Finally! Another Game Night
I wasn't able to stay as long as I wanted to but I was able to attend game night last night.
The big game that was played last night was Fantasy Flight's new release Warrior Knights (which is actually a re-release of a much older game). I wasn't involved. I didn't feel like learning a long, rules heavy game. The six players who were involved all seemed to be enjoying themselves but I never did get a definitive reply to my "is it good?" line of questioning. All I can comment on are the bits, which look exactly like I would expect from a Fantasy Flight game: very nice.
Jose, Christopher, Mike M., Birch and I started with a game of Big Manitou. I'd played this once before and this game didn't do much to alter my initial opinion. There's a decent game here and I can see why some people like it but it's not really my cup of tea. There's just a little too much dependency on turn order (last is best) and while the turn order rotates with each round, whoever does well in the first round is rewarded in subsequent rounds. Furthermore, the English rules are almost unintelligible. Get the revised rules from the publisher's website if you want to figure out how to play it (and even they aren't perfect). Christopher moaned and groaned about the game all the way to an easy victory. I doubt we'll play it again.
Tejas brought in Bolide so Mike M. and Christopher played it with him. (Was there a fourth player? I don't think so.) Bolide is a racing game played on a track overlaid with a grid (think graph paper). Each player has a car and a little marker which is used to record their car's current vector (direction and speed of travel). On each turn you are allowed to change your car's acceleration only a specific amount. The way you do that is you move your car to a spot that's within a certain distance of your vector marker, then you move your vector marker to indicate the distance and direction your car just travelled. There are additional rules for braking and drafting and things like that. The bits looked great. The gameplay, I have to admit, didn't really interest me very much. I work with vectors all day long so this just seemed a little too much like work for me. It's got a 7+ rating on the geek so obviously there are plenty out there who do like the game. The consensus with our group seemed to be take it or leave it.

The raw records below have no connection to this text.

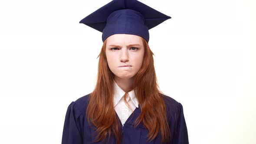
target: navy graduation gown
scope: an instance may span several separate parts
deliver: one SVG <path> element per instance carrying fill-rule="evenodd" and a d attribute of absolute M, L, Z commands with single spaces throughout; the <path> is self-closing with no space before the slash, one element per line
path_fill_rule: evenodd
<path fill-rule="evenodd" d="M 162 94 L 162 95 L 167 106 L 167 118 L 171 132 L 170 144 L 188 144 L 187 131 L 182 105 L 170 97 Z M 85 115 L 89 97 L 90 94 L 84 96 L 72 101 L 69 106 L 65 117 L 62 144 L 91 144 L 92 140 L 96 137 L 95 135 L 92 134 L 95 131 L 90 128 Z M 159 133 L 154 140 L 147 142 L 147 135 L 148 131 L 141 122 L 136 128 L 133 128 L 132 124 L 141 111 L 139 105 L 139 108 L 134 110 L 134 115 L 131 115 L 122 127 L 121 144 L 160 144 L 161 137 Z M 122 126 L 116 113 L 116 115 L 120 124 Z M 115 144 L 113 134 L 111 135 L 108 144 Z"/>

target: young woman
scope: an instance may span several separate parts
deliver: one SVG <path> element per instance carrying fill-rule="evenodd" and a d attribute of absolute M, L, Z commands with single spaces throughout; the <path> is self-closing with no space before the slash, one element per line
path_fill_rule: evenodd
<path fill-rule="evenodd" d="M 94 91 L 68 108 L 62 144 L 188 144 L 182 105 L 158 88 L 148 29 L 170 18 L 114 0 L 80 21 L 102 32 Z"/>

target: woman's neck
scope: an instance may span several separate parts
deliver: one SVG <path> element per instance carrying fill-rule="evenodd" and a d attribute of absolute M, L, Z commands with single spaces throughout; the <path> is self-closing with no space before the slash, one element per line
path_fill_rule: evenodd
<path fill-rule="evenodd" d="M 114 77 L 114 80 L 118 85 L 124 91 L 126 92 L 130 88 L 132 88 L 134 78 L 130 79 L 121 79 L 117 76 Z"/>

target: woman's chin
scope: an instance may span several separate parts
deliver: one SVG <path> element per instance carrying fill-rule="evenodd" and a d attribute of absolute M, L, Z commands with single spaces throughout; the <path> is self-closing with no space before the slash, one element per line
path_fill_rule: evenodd
<path fill-rule="evenodd" d="M 129 79 L 133 77 L 133 75 L 116 75 L 118 79 Z"/>

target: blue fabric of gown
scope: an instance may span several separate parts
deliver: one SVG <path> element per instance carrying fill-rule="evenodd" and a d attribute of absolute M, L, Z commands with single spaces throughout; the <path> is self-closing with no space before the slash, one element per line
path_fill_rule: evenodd
<path fill-rule="evenodd" d="M 171 141 L 169 144 L 189 144 L 182 105 L 169 96 L 161 95 L 166 105 L 167 118 L 171 132 Z M 90 94 L 84 96 L 72 101 L 68 106 L 65 117 L 62 144 L 92 144 L 92 140 L 94 139 L 96 136 L 92 134 L 95 131 L 89 125 L 85 115 L 89 98 Z M 134 115 L 132 114 L 130 115 L 122 127 L 121 144 L 161 144 L 161 137 L 159 134 L 154 140 L 148 142 L 147 135 L 148 131 L 141 122 L 134 128 L 132 124 L 141 111 L 139 105 L 139 107 L 134 110 Z M 122 126 L 116 113 L 116 115 L 120 124 Z M 94 127 L 94 128 L 96 128 Z M 102 142 L 93 144 L 102 144 Z M 112 134 L 108 144 L 115 144 L 114 135 Z"/>

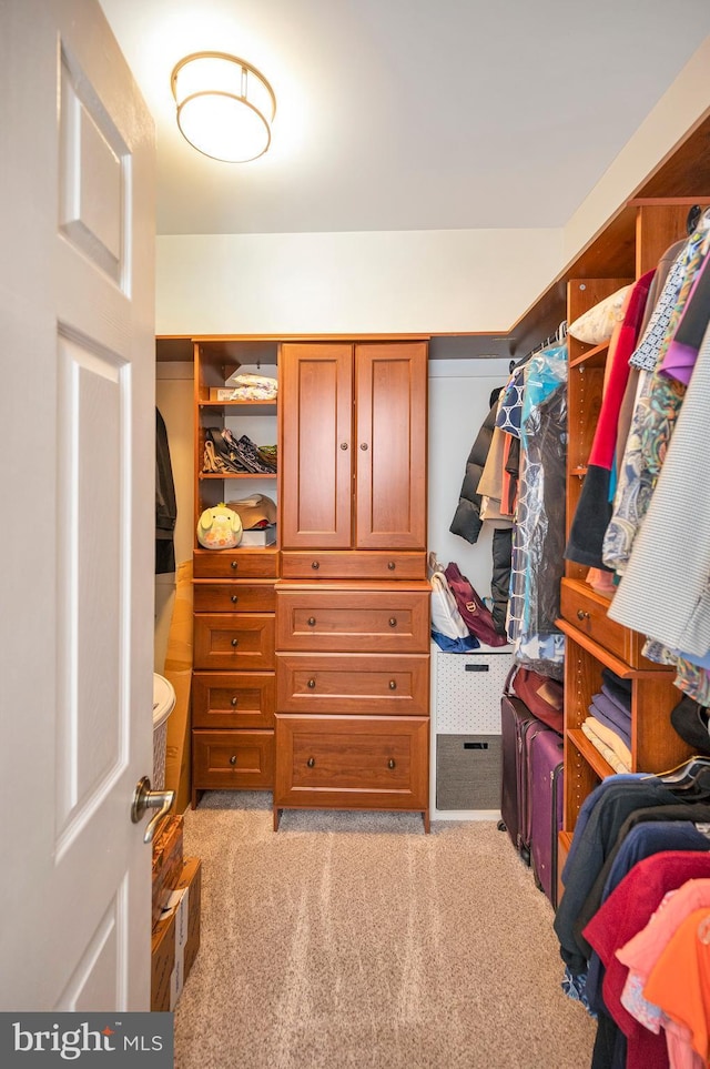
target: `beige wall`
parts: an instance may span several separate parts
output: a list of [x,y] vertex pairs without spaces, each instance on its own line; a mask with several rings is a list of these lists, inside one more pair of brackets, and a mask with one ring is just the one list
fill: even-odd
[[564,263],[594,238],[622,202],[710,109],[710,37],[700,44],[670,89],[569,219]]
[[159,236],[156,331],[505,333],[710,108],[709,70],[710,37],[562,229]]
[[[155,404],[165,421],[178,500],[175,561],[189,561],[193,546],[193,384],[191,363],[156,364]],[[175,575],[155,576],[155,651],[153,667],[162,673],[175,595]]]

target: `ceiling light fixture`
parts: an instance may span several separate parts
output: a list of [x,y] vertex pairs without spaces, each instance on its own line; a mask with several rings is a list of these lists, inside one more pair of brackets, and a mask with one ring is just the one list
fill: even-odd
[[171,82],[180,132],[199,152],[226,163],[264,154],[276,98],[255,67],[226,52],[194,52],[175,65]]

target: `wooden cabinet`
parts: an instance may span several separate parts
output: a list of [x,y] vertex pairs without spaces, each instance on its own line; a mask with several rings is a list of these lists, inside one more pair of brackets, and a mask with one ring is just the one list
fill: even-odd
[[[251,371],[251,346],[195,342],[195,526],[204,508],[252,493],[276,500],[273,474],[205,471],[207,431],[276,444],[277,403],[219,401],[229,376]],[[276,377],[276,345],[257,347],[263,374]],[[253,369],[254,371],[256,369]],[[193,554],[192,804],[202,790],[271,789],[274,784],[277,546]]]
[[281,350],[282,546],[426,546],[426,344]]
[[424,342],[281,350],[274,827],[416,809],[428,829]]
[[[571,279],[567,317],[571,322],[621,285],[653,268],[673,241],[686,235],[688,202],[657,201],[636,206],[635,240],[618,271],[609,278]],[[568,337],[567,533],[575,515],[602,401],[608,344],[587,345]],[[658,773],[683,760],[689,747],[670,727],[670,710],[680,700],[674,672],[642,655],[645,636],[609,619],[609,599],[585,582],[587,568],[567,562],[558,622],[566,635],[565,656],[565,818],[560,835],[560,871],[579,809],[594,787],[613,769],[581,730],[591,696],[601,687],[602,668],[631,687],[631,770]]]

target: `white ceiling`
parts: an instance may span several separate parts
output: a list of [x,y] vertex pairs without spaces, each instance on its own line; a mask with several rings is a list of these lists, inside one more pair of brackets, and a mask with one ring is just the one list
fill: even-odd
[[[155,119],[158,232],[560,226],[710,32],[708,0],[101,0]],[[183,56],[248,60],[272,147],[178,131]]]

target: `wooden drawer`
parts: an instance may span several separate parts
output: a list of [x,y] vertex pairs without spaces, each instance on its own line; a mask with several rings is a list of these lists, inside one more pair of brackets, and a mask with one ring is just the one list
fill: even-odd
[[426,718],[276,715],[274,806],[426,809]]
[[273,613],[276,608],[274,584],[267,579],[255,583],[193,584],[195,613]]
[[194,667],[250,672],[274,667],[273,614],[199,613],[194,617]]
[[273,785],[273,732],[192,733],[194,790],[248,790]]
[[659,668],[665,665],[647,660],[641,655],[646,643],[643,635],[623,627],[607,616],[609,599],[597,594],[581,579],[562,579],[560,588],[560,614],[584,635],[616,654],[631,668]]
[[428,655],[277,654],[280,713],[427,716]]
[[429,594],[414,591],[278,591],[276,648],[426,653]]
[[266,672],[195,672],[192,726],[273,728],[276,677]]
[[278,575],[278,549],[194,549],[195,579],[270,579]]
[[284,579],[425,579],[426,553],[313,549],[282,553]]

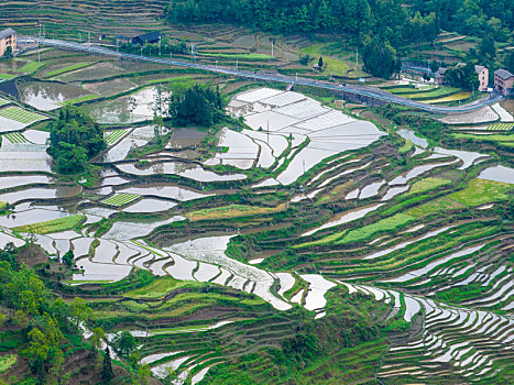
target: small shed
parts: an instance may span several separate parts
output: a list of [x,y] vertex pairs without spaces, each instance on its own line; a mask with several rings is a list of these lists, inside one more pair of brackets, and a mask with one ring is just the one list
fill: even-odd
[[136,35],[132,37],[133,45],[144,45],[146,43],[154,44],[158,43],[162,38],[162,34],[160,31],[143,33],[142,35]]

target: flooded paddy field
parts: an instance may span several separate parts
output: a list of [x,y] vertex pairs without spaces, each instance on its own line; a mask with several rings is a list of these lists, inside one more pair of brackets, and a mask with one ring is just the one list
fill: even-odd
[[[299,318],[327,324],[341,298],[368,306],[384,328],[409,331],[409,340],[379,349],[378,373],[391,383],[446,371],[470,382],[484,373],[493,383],[508,372],[513,229],[505,212],[514,179],[505,157],[273,88],[233,94],[227,109],[244,128],[166,124],[155,145],[153,125],[133,123],[152,120],[156,86],[116,98],[134,82],[102,81],[143,67],[107,63],[56,75],[70,87],[87,80],[85,95],[114,97],[84,105],[113,125],[94,178],[55,175],[47,132],[6,130],[0,244],[22,245],[33,231],[50,254],[73,251],[66,284],[85,290],[152,276],[109,307],[99,300],[96,312],[124,317],[154,373],[173,367],[200,381],[226,351],[237,360],[247,348],[282,346]],[[58,91],[32,112],[73,97],[68,87]],[[412,147],[401,153],[407,140]],[[151,330],[141,330],[143,317]]]
[[8,95],[41,111],[55,110],[64,102],[85,97],[89,92],[80,87],[57,81],[18,80]]

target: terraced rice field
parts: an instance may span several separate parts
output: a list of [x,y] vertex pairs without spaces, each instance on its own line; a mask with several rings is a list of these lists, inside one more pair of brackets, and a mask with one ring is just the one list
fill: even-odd
[[3,98],[0,98],[0,107],[1,107],[1,106],[6,106],[6,105],[9,105],[9,103],[10,103],[9,100],[3,99]]
[[463,101],[466,99],[469,99],[471,97],[471,92],[459,92],[459,94],[453,94],[444,98],[438,98],[438,99],[430,99],[426,100],[427,103],[447,103],[451,101]]
[[124,134],[127,134],[127,130],[116,130],[110,133],[106,133],[106,143],[108,145],[112,145],[118,142]]
[[46,117],[24,110],[20,107],[6,107],[0,109],[0,117],[8,118],[24,124],[32,124],[40,120],[46,119]]
[[140,196],[135,194],[127,194],[127,193],[116,194],[112,197],[103,200],[103,204],[109,205],[109,206],[116,206],[116,207],[124,206],[131,202],[132,200],[138,199],[139,197]]
[[53,77],[53,76],[70,73],[73,70],[77,70],[77,69],[80,69],[80,68],[84,68],[84,67],[87,67],[87,66],[90,66],[90,63],[76,63],[76,64],[73,64],[73,65],[64,67],[64,68],[52,70],[52,72],[46,74],[46,77]]
[[248,127],[160,146],[151,125],[106,133],[80,186],[52,177],[47,133],[4,134],[0,244],[73,251],[63,293],[87,295],[109,339],[129,330],[156,377],[280,383],[287,346],[322,336],[333,350],[298,383],[508,383],[508,163],[411,131],[402,150],[300,92],[244,88],[228,110]]
[[488,131],[508,131],[514,128],[514,123],[491,123],[485,130]]
[[29,141],[19,132],[13,132],[9,134],[3,134],[2,135],[4,139],[7,139],[11,143],[28,143]]
[[35,73],[41,67],[43,67],[44,65],[45,65],[44,62],[31,62],[31,63],[25,64],[19,70],[22,73],[32,74],[32,73]]

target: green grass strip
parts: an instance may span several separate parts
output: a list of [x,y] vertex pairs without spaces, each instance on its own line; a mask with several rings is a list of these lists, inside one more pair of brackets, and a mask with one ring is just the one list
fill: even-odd
[[0,373],[4,373],[11,369],[18,361],[18,355],[7,354],[0,358]]
[[129,202],[131,202],[134,199],[138,199],[140,196],[136,194],[127,194],[127,193],[120,193],[116,194],[112,197],[103,200],[103,204],[109,205],[109,206],[124,206]]
[[74,229],[85,219],[81,215],[69,216],[64,218],[52,219],[45,222],[31,223],[19,226],[12,230],[20,232],[32,232],[35,234],[48,234],[52,232],[61,232]]
[[107,144],[114,144],[125,133],[127,133],[127,130],[117,130],[117,131],[112,131],[110,133],[107,133],[107,135],[105,138]]
[[74,64],[74,65],[70,65],[70,66],[67,66],[67,67],[64,67],[64,68],[52,70],[48,74],[46,74],[46,77],[52,77],[52,76],[56,76],[56,75],[70,73],[72,70],[88,67],[90,65],[91,65],[90,63],[77,63],[77,64]]
[[31,63],[25,64],[23,67],[21,67],[18,70],[21,73],[32,74],[32,73],[35,73],[41,67],[43,67],[44,65],[45,64],[41,62],[31,62]]
[[514,128],[514,123],[492,123],[488,125],[488,131],[507,131]]
[[362,241],[369,239],[371,235],[378,232],[395,230],[413,220],[415,220],[415,218],[412,216],[407,216],[406,213],[397,213],[393,217],[384,218],[376,223],[352,230],[343,239],[337,241],[336,244]]
[[11,132],[3,134],[3,136],[11,143],[29,143],[29,141],[19,132]]
[[479,206],[497,200],[508,199],[507,191],[514,185],[489,179],[473,179],[461,191],[449,195],[449,198],[468,206]]
[[31,124],[39,120],[46,119],[46,117],[39,113],[24,110],[20,107],[8,107],[0,110],[0,117],[14,120],[20,123]]

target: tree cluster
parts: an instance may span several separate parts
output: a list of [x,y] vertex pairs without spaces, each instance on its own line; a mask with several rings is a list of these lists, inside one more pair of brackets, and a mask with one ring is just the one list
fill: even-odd
[[208,127],[218,123],[225,117],[223,100],[219,88],[195,85],[183,96],[172,95],[169,117],[177,125]]
[[445,74],[445,80],[448,85],[468,90],[478,90],[480,80],[474,65],[467,63],[464,66],[448,68]]
[[65,107],[50,123],[48,154],[59,174],[86,170],[88,160],[106,148],[103,130],[77,107]]
[[396,57],[396,50],[380,35],[367,40],[362,57],[364,69],[373,76],[389,78],[402,68],[402,62]]
[[505,42],[513,35],[514,2],[511,0],[409,0],[422,14],[436,14],[436,29],[467,35],[492,35]]
[[[26,246],[25,246],[26,248]],[[81,322],[92,311],[84,299],[67,304],[53,298],[36,273],[19,263],[20,250],[8,244],[0,253],[0,304],[8,309],[9,332],[23,343],[20,355],[28,359],[32,374],[41,384],[66,384],[64,373],[66,334],[79,334]]]

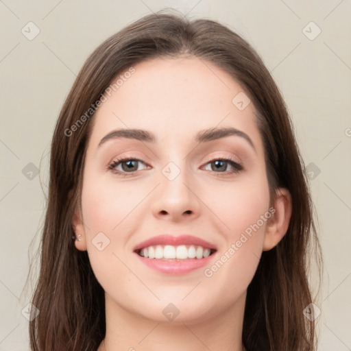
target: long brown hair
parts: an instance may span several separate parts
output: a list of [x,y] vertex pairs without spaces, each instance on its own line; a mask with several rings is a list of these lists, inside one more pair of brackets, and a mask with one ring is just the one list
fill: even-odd
[[[249,351],[258,346],[271,351],[315,350],[315,322],[302,311],[313,301],[308,276],[310,248],[320,258],[320,247],[304,166],[284,100],[262,60],[240,36],[216,21],[190,21],[167,10],[143,17],[99,45],[62,106],[51,147],[41,263],[32,298],[40,310],[29,324],[34,351],[95,351],[105,336],[104,289],[87,252],[76,250],[72,239],[94,120],[91,105],[133,65],[180,55],[211,62],[243,86],[257,111],[271,200],[278,186],[291,195],[287,232],[277,246],[263,253],[247,289],[243,343]],[[84,123],[72,128],[80,119]]]

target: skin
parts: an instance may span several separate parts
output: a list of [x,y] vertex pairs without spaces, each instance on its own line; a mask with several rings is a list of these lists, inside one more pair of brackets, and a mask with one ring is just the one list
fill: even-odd
[[[106,292],[107,331],[98,350],[243,350],[247,288],[262,252],[274,247],[287,230],[291,197],[278,189],[277,200],[270,203],[254,106],[240,110],[232,103],[244,90],[229,75],[189,57],[152,59],[134,68],[94,117],[82,207],[73,221],[82,239],[76,247],[88,250]],[[256,151],[238,136],[194,141],[199,131],[215,127],[244,132]],[[119,128],[148,130],[157,142],[119,138],[98,147]],[[124,156],[143,162],[132,176],[125,163],[124,169],[119,164],[117,169],[127,173],[123,178],[107,167]],[[211,167],[210,161],[228,156],[244,169],[231,173],[233,167],[227,164],[226,169],[224,163],[221,172]],[[162,172],[169,162],[180,171],[171,181]],[[210,267],[271,206],[274,215],[211,277],[204,276],[206,267],[167,275],[133,254],[137,244],[154,236],[190,234],[217,245]],[[101,232],[110,243],[100,251],[92,240]],[[173,321],[162,313],[169,303],[180,311]]]

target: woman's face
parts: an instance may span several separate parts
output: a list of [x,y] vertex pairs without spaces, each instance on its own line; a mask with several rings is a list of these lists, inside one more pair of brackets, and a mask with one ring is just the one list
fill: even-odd
[[[179,313],[176,321],[204,320],[245,298],[274,211],[254,106],[237,82],[207,61],[158,58],[134,69],[94,116],[83,224],[75,222],[84,240],[75,245],[88,250],[110,306],[153,320],[167,320],[169,311]],[[222,128],[234,132],[206,132]],[[110,134],[120,130],[124,137]],[[134,252],[162,234],[193,236],[217,251],[188,258],[185,268],[184,260]],[[165,252],[172,243],[162,242],[158,254],[181,254],[185,245],[193,256],[193,241]],[[197,245],[195,250],[201,255]],[[152,260],[156,267],[147,264]]]

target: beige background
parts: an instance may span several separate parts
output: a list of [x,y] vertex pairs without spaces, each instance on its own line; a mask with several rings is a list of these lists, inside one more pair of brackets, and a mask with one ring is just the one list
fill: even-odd
[[[326,269],[317,305],[322,311],[318,350],[351,350],[350,0],[4,0],[0,1],[0,350],[29,350],[28,321],[21,314],[29,298],[21,293],[29,244],[42,228],[47,153],[64,98],[99,44],[165,7],[228,25],[254,45],[271,71],[291,113],[305,163],[313,172],[311,186]],[[27,25],[30,21],[34,24]],[[36,30],[40,32],[33,38]]]

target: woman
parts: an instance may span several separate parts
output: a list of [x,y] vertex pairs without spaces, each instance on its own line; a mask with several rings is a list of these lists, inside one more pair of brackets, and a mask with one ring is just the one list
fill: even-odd
[[315,350],[312,208],[252,47],[142,18],[91,54],[57,123],[32,350]]

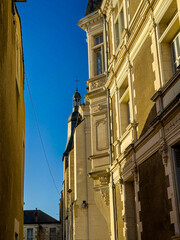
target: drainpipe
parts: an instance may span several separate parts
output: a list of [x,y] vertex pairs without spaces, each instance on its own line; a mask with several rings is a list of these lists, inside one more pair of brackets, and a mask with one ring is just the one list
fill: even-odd
[[[104,17],[104,38],[105,38],[105,62],[106,62],[106,82],[108,81],[108,48],[107,48],[107,32],[106,32],[106,15],[103,14]],[[110,89],[107,88],[107,110],[108,110],[108,138],[109,138],[109,158],[110,158],[110,167],[112,167],[112,142],[111,142],[111,121],[110,121]],[[112,191],[112,205],[113,205],[113,220],[114,220],[114,240],[117,239],[117,232],[116,232],[116,207],[115,207],[115,197],[114,197],[114,182],[113,182],[113,173],[110,171],[110,182],[111,182],[111,191]]]

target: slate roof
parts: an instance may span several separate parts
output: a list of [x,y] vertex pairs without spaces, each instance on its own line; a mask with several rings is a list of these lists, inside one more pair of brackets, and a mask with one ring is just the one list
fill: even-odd
[[[37,222],[36,220],[37,214]],[[24,224],[60,223],[41,210],[24,210]]]
[[87,5],[85,16],[98,10],[101,6],[101,3],[102,3],[102,0],[88,0],[88,5]]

Meanwhile, Darryl, Birch, Tejas, and I played Aladdin's Dragons. Now this is a great game. Aladdin's Dragons is a blind bidding game. Players have eight numbered disks (1-9, skipping the 3) which they place, face down, in a number of areas on the board. Each area is then scored. Some areas get you gems. Some areas get you magic spells or special abilities. Some areas let you spend your gems for treasures. At the end of the game, whoever has collected the most treasures wins. I like all of Richard Breese's games that I've played and this is no exception. Our game was very tight but I edged Darryl out for the victory.
Finishing the night for me were several quick games of No Thanks. This is just a fantastic filler game. It's extremely simple and extremely short and extremely fun. Try it. You'll like it.